Par Thomas Hahn
Un bon spectacle tout public, selon ma définition parfaitement égoïste, est un spectacle
qui me passionne autant que les enfants. Après tout, la réussite formelle et la profondeur
du propos ne connaissent pas d’âge. C’est comme ça depuis Grimm, voire depuis les mythes.
Le rôle des artistes contemporains est d’interroger les principes de justice dans lesquels l’enfant se reconnaît naturellement. Ce n’est pas Edward Bond qui dira le contraire (1).
En vertu de quelle directive l’adulte serait-il seul capable d’apprécier
le chant lyrique, les arts plastiques, l’abstraction d’une danse d’ombres
ou le théâtre gestuel ? Confronter l’enfant à la diversité des expressions, c’est déjà lui donner quelques armes pour une pensée critique, armes qu’on se doit d’entretenir jusqu’au dernier jour.
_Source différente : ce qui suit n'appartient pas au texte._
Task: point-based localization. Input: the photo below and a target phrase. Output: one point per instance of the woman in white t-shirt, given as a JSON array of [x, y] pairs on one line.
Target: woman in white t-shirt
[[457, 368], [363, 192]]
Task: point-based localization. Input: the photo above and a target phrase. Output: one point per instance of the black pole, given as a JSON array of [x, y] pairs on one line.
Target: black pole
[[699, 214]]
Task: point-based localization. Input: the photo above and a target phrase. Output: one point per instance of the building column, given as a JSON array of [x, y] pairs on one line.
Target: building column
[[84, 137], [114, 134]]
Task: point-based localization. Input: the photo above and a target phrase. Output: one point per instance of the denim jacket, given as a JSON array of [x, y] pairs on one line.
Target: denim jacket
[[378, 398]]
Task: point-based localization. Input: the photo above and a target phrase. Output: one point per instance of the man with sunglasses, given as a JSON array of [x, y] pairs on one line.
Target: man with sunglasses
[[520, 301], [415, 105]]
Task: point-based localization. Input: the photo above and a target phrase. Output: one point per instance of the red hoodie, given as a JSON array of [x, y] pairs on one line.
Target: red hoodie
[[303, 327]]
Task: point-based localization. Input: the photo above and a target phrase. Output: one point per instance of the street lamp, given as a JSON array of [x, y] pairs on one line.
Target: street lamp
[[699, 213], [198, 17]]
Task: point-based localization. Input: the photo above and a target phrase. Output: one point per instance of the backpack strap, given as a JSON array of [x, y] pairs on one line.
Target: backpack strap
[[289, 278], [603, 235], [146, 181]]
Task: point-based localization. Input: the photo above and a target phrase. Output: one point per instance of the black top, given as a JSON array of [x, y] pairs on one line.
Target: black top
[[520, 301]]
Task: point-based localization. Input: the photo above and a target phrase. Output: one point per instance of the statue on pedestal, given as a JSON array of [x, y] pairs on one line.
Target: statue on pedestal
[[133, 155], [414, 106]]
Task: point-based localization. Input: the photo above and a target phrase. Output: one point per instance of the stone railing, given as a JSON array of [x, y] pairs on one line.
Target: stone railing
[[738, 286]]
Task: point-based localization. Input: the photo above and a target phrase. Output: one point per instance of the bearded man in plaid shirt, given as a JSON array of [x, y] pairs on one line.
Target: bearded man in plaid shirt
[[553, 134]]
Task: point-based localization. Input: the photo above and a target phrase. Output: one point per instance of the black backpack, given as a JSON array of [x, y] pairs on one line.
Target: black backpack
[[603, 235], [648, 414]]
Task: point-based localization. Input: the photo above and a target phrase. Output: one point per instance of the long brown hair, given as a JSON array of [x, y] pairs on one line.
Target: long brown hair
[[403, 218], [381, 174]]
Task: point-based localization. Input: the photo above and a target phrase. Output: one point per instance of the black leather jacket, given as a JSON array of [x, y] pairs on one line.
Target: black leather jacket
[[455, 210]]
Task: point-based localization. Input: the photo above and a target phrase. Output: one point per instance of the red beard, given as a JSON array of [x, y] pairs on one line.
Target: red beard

À partir de trois ans, les jeunes peuvent rencontrer le chant lyrique
avec la compagnie Poursuite et Flora, chanteuse d’Opéra. La soprano Dorothée Goll interprète l’histoire du même titre (2). Flora, mère de trois petites filles, tente de réconcilier carrière et famille. La conteuse-chanteuse-comédienne interprète tous les personnages mais se place dans la perspective des trois filles du couple, use de l’humour pour grossir légèrement le trait. Aucune musique n’étant prévue, sa liberté était totale pour adapter l’histoire en chantant des extraits d’arias, un tango,
Kurt Weill, du traditionnel russe, du jazz… Une liberté devant la tradition qui, dit-elle, « rend le lyrique plus recevable ». Les connotations bourgeoises sont éliminées, le chant devient forme pure, et pur plaisir. Sans décor, le spectacle se joue dans des petites salles où la voix touche littéralement le spectateur. Pas besoin de friandises visuelles pour capter les enfants. Dans la sobre mise en scène d’Albert Saxer, le déchirement de Flora les sensibilise au fait que leurs parents aspirent, eux aussi, à s’épanouir. Au-delà de la pop et du rap, une vraie culture musicale n’est pas synonyme d’ennui, mais source de plaisir. Le rôle du père, l’altérité (Flora est invitée à chanter en Chine), le chant, autant de questions à débattre sans lourdeurs pédagogiques.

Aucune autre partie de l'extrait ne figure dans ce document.